Acara ini diselenggarakan bersama Badan Pengelola Dana Perkebunan Kelapa Sawit (BPDPKS) dan dihadiri oleh perwakilan perdagangan dari berbagai negara. Kegiatan tersebut digelar bersamaan dengan Trade Expo Indonesia (TEI) ke-39 yang berlangsung dari 9 hingga 12 Oktober 2024.
BACA JUGA: Diplomasi Sawit Indonesia, Promosikan Produk Hilir ke Pasar Internasional
Dandy menjelaskan bahwa salah satu tantangan utama industri sawit saat ini adalah peraturan European Union Deforestation Regulation (EUDR). Peraturan tersebut bertujuan mengurangi deforestasi global dengan mengatur impor komoditas yang dinilai berkontribusi terhadap deforestasi, termasuk sawit. Eksportir diwajibkan memastikan keterlacakan produk mereka agar bisa tetap bersaing di pasar Eropa.
Namun, Dandy menegaskan bahwa peluang ekspor tetap ada di negara-negara lain. “Pada 2022, ekspor produk turunan sawit Indonesia mencatat pertumbuhan signifikan di beberapa pasar seperti Filipina, Arab Saudi, dan Turki,” jelasnya.

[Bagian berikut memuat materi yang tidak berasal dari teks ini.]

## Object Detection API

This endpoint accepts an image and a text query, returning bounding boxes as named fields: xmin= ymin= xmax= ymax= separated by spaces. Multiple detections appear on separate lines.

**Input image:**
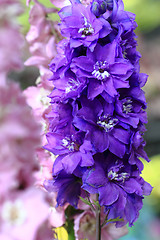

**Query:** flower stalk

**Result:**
xmin=96 ymin=194 xmax=101 ymax=240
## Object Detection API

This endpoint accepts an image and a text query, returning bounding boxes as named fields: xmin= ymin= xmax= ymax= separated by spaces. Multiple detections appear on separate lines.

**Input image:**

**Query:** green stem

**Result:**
xmin=96 ymin=194 xmax=101 ymax=240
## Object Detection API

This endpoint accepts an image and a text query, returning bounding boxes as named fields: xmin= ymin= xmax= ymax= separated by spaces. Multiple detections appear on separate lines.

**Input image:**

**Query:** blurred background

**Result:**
xmin=15 ymin=0 xmax=160 ymax=240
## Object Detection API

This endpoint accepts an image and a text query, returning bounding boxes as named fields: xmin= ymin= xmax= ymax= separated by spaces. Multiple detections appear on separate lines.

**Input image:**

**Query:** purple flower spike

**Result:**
xmin=59 ymin=3 xmax=111 ymax=51
xmin=45 ymin=0 xmax=152 ymax=227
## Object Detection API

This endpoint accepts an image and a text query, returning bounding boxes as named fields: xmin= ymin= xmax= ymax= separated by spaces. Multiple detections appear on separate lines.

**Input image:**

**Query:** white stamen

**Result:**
xmin=2 ymin=200 xmax=27 ymax=226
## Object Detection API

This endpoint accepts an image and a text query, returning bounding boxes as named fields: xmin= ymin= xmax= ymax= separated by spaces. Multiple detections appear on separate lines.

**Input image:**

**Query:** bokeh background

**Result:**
xmin=14 ymin=0 xmax=160 ymax=240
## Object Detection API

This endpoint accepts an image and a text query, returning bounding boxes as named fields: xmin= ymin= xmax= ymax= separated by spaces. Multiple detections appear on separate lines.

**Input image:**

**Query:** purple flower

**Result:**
xmin=71 ymin=41 xmax=133 ymax=99
xmin=115 ymin=95 xmax=147 ymax=128
xmin=91 ymin=0 xmax=107 ymax=17
xmin=45 ymin=0 xmax=152 ymax=226
xmin=82 ymin=154 xmax=152 ymax=226
xmin=103 ymin=0 xmax=137 ymax=31
xmin=49 ymin=72 xmax=86 ymax=102
xmin=45 ymin=132 xmax=94 ymax=175
xmin=44 ymin=170 xmax=81 ymax=207
xmin=73 ymin=98 xmax=130 ymax=157
xmin=59 ymin=3 xmax=111 ymax=51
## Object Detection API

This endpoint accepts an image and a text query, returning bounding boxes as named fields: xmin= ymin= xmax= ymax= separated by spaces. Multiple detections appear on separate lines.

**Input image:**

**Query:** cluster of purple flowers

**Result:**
xmin=44 ymin=0 xmax=152 ymax=226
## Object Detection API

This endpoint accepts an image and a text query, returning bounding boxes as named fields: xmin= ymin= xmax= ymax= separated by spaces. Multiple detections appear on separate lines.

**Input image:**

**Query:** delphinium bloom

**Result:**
xmin=0 ymin=0 xmax=54 ymax=240
xmin=44 ymin=0 xmax=152 ymax=237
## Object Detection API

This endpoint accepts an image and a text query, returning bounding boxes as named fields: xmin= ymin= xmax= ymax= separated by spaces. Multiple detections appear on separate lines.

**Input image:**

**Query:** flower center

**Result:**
xmin=92 ymin=61 xmax=110 ymax=81
xmin=78 ymin=16 xmax=94 ymax=37
xmin=2 ymin=200 xmax=26 ymax=225
xmin=122 ymin=99 xmax=133 ymax=114
xmin=65 ymin=78 xmax=80 ymax=93
xmin=97 ymin=115 xmax=118 ymax=132
xmin=62 ymin=137 xmax=79 ymax=152
xmin=80 ymin=214 xmax=96 ymax=235
xmin=108 ymin=169 xmax=129 ymax=182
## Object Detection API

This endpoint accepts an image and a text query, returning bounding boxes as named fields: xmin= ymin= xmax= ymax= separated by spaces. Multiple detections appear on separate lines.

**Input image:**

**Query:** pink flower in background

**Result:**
xmin=0 ymin=188 xmax=52 ymax=240
xmin=0 ymin=82 xmax=41 ymax=195
xmin=74 ymin=210 xmax=128 ymax=240
xmin=0 ymin=0 xmax=24 ymax=77
xmin=25 ymin=1 xmax=61 ymax=81
xmin=50 ymin=0 xmax=71 ymax=8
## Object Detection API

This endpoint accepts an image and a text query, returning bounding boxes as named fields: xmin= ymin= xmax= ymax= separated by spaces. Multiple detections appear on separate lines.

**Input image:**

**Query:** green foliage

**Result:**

Untuk menjaga daya saing di pasar global, pemerintah telah mengadopsi standar keberlanjutan baru melalui Indonesian Sustainable Palm Oil (ISPO). Standar ini memastikan bahwa produk sawit Indonesia memenuhi kriteria keberlanjutan internasional, sehingga dapat terus bersaing di pasar yang semakin peduli terhadap keberlanjutan.
BACA JUGA: Ombudsman RI Tekankan Pentingnya Tata Kelola Bersih untuk Keberlanjutan Industri Sawit
“Langkah-langkah pemerintah ini diharapkan dapat mengatasi tantangan yang ada, meningkatkan akses pasar, dan membuka pasar baru untuk produk sawit dan turunannya,” tambah Dandy.